The post is from a blog about the Go programming language (Golang), enthusiasts of which call themselves Gophers (not to be confused with the homophonous Gofer language or Gopher protocol). The largest conference for Go developers is called GopherCon (started in 2014), which is organized by a company called Gopher Academy, LLC, and the largest Go distributed hackathon is known as the Gopher Gala.
Nicknames for the enthusiasts of one software platform or another have become de rigeur in recent years; there are pythonistas, nodesters, perlmongers, angularians, drupalists, haskellers— though there is no nickname for Java programmers, apparently for the same reason such nicknames are discouraged for commercial software.

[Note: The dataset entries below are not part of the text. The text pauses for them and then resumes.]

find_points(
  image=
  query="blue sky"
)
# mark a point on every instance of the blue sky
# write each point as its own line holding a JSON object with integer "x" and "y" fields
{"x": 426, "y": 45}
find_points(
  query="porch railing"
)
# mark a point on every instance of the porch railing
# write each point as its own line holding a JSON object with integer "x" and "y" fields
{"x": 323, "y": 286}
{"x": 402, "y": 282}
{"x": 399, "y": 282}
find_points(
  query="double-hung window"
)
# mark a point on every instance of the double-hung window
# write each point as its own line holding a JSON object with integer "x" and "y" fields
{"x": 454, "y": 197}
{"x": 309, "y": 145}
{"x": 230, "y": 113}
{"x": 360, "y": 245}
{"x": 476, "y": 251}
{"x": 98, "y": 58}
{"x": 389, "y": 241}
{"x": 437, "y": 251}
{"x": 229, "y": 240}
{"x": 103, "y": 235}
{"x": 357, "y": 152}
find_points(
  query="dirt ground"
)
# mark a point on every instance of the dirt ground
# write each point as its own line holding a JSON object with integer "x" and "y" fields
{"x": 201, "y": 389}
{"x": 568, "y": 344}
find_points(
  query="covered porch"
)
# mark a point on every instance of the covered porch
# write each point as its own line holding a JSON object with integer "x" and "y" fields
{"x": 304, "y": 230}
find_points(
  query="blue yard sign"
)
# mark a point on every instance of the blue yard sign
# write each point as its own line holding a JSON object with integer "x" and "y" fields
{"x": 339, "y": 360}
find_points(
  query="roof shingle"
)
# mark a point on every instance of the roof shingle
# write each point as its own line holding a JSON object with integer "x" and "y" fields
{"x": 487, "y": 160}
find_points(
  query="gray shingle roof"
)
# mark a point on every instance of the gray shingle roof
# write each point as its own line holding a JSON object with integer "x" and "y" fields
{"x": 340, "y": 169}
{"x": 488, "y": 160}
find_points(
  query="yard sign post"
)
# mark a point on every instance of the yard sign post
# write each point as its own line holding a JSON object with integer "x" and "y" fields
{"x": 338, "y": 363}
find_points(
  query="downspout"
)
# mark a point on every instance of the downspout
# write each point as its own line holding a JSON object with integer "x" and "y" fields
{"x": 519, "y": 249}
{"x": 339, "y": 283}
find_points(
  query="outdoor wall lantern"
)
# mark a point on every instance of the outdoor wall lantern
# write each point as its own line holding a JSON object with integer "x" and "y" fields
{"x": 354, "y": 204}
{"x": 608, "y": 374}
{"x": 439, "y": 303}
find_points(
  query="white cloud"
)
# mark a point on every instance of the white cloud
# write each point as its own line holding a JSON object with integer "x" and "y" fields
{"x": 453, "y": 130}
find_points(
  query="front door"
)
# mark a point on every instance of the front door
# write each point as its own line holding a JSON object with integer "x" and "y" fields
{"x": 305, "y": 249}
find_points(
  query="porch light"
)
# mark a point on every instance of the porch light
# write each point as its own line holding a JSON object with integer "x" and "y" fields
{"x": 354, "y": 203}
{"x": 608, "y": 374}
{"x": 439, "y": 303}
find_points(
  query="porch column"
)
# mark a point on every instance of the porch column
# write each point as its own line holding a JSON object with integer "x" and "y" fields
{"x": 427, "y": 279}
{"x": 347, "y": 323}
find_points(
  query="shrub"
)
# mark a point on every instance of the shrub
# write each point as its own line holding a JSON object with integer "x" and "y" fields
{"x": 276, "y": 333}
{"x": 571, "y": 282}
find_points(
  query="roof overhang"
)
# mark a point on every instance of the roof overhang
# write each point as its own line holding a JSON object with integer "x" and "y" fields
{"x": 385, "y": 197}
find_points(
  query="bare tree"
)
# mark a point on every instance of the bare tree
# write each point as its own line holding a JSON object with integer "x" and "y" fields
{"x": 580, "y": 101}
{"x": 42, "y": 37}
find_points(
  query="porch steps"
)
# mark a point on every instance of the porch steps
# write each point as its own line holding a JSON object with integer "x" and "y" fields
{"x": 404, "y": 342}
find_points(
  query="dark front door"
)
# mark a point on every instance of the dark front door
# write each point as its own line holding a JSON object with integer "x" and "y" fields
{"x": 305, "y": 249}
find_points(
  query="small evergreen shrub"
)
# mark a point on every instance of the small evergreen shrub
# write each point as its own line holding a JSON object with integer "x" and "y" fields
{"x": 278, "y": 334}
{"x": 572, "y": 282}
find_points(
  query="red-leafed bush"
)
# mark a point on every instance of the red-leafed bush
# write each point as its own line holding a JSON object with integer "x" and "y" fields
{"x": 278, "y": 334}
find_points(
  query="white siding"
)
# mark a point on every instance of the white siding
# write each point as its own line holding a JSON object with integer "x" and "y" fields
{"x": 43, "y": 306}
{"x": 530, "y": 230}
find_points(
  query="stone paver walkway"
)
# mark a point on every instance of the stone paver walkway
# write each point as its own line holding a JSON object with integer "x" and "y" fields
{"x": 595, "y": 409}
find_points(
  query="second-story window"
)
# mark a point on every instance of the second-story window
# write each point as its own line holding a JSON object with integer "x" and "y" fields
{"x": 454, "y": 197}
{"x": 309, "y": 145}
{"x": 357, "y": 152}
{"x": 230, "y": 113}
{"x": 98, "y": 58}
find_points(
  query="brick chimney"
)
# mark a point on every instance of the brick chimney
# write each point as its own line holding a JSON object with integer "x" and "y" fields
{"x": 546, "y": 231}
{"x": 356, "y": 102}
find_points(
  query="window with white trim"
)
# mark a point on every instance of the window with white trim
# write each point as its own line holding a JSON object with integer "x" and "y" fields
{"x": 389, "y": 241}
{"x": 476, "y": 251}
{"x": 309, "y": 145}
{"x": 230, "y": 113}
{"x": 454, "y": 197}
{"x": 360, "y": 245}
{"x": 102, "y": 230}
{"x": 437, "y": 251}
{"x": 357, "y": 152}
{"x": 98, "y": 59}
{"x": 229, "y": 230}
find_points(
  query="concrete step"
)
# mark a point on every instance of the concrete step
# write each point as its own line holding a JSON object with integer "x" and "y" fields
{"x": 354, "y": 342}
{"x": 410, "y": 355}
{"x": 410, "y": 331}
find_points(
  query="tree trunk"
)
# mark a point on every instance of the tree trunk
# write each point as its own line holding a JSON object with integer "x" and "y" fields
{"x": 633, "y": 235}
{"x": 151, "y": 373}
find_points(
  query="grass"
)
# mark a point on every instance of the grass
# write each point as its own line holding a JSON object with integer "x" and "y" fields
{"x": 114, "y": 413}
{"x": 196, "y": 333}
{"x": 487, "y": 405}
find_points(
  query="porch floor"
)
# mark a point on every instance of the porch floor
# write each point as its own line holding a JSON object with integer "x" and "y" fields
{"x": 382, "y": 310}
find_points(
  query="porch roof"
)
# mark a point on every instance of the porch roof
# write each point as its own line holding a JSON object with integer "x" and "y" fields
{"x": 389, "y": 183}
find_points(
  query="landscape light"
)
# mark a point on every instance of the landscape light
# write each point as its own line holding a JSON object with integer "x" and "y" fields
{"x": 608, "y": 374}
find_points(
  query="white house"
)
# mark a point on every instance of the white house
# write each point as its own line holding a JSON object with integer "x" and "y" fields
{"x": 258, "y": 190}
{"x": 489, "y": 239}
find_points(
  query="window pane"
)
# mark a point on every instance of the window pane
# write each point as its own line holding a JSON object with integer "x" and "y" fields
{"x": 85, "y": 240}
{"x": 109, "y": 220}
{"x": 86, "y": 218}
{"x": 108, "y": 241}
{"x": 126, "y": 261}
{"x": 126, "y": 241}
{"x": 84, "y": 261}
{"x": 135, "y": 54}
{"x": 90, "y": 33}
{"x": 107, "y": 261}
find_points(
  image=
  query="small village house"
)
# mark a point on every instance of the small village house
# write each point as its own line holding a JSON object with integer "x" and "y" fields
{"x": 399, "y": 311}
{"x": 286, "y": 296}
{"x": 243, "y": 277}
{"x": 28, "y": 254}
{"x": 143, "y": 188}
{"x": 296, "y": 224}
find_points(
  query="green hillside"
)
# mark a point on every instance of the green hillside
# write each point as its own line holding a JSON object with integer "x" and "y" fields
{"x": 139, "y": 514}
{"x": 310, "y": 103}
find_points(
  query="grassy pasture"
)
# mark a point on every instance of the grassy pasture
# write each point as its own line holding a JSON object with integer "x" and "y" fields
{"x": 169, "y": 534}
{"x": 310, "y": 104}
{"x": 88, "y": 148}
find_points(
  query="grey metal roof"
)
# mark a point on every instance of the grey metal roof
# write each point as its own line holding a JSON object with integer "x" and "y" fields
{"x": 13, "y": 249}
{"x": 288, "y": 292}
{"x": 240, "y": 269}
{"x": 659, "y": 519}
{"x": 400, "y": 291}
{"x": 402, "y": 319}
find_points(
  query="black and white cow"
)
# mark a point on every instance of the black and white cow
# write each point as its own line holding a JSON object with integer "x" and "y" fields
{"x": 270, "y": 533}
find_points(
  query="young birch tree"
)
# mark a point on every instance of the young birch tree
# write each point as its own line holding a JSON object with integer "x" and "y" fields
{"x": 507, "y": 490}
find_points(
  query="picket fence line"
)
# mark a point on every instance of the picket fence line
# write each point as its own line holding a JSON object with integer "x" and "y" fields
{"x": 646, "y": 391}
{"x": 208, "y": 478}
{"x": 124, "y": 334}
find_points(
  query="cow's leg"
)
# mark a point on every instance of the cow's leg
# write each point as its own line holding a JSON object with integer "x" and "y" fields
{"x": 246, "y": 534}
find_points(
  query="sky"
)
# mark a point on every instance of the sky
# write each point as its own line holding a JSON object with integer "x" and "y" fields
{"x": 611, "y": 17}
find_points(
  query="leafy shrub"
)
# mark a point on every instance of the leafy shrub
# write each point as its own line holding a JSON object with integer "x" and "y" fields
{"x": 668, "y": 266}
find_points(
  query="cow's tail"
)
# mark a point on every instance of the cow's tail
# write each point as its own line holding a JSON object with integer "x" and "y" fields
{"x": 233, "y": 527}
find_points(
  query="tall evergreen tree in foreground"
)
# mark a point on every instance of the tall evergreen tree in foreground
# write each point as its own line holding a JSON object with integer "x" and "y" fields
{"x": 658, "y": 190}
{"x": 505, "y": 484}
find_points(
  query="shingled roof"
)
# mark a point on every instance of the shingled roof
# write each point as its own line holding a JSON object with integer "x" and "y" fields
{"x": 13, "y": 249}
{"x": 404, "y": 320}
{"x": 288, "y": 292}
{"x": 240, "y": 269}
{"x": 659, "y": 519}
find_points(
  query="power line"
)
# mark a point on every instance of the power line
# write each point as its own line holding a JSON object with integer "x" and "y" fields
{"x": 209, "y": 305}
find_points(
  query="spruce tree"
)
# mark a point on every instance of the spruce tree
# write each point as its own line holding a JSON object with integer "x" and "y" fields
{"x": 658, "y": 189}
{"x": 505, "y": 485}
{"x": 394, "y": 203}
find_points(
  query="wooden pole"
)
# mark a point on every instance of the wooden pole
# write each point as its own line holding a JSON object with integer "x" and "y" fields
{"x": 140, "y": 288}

By all accounts, the Go language originated as an internal Google problem-solving project. Robert Griesemer, Rob Pike and Ken Thompson began work on a new language in September 2007. According to Rob Pike's blog, the name was chosen very early in the project, seemingly for its brevity as much as anything else:
name: 'go'. you can invent reasons for this name but it has nice properties. it's short, easy to type. tools: goc, gol, goa. if there's an interactive debugger/interpreter it could just be called 'go'. the suffix is .go.
Earlier versions of the FAQ deflect the question—
What is the origin of the name?
“Ogle” would be a good name for a Go debugger.
— and this question has been dropped entirely in more recent editions.
When Go was publicly announced in 2009, like other free software, it had adopted a mascot: a cartoon gopher designed by Renée French.
But whence the term gopher, or whether it or the gopher mascot came first, is obscure. There is no mention of any of them in the official canned history, and the term does not appear in Pike's blog until 2014. Maybe the Go Go Gophers or the University of Minnesota Marching Band had a hand in it.
A 2013 Wired article by Klint Finley entitled “When Lousy Code Strikes, Google Dispatches Its Elite ‘Gopher Team’” suggests a reference to the office go-fer — in American slang, an assistant, intern, or other low-level employee who is sent out on errands, such as fetching coffee or mail for more senior staff. Although it sounds deprecatory to refer to highly skilled engineers and computer scientists in this way, it is also a way of praising them— to them, solving a complex software problem requires hardly more effort than delivering someone's lunch or dry cleaning would. But this claim is not explicit in the article.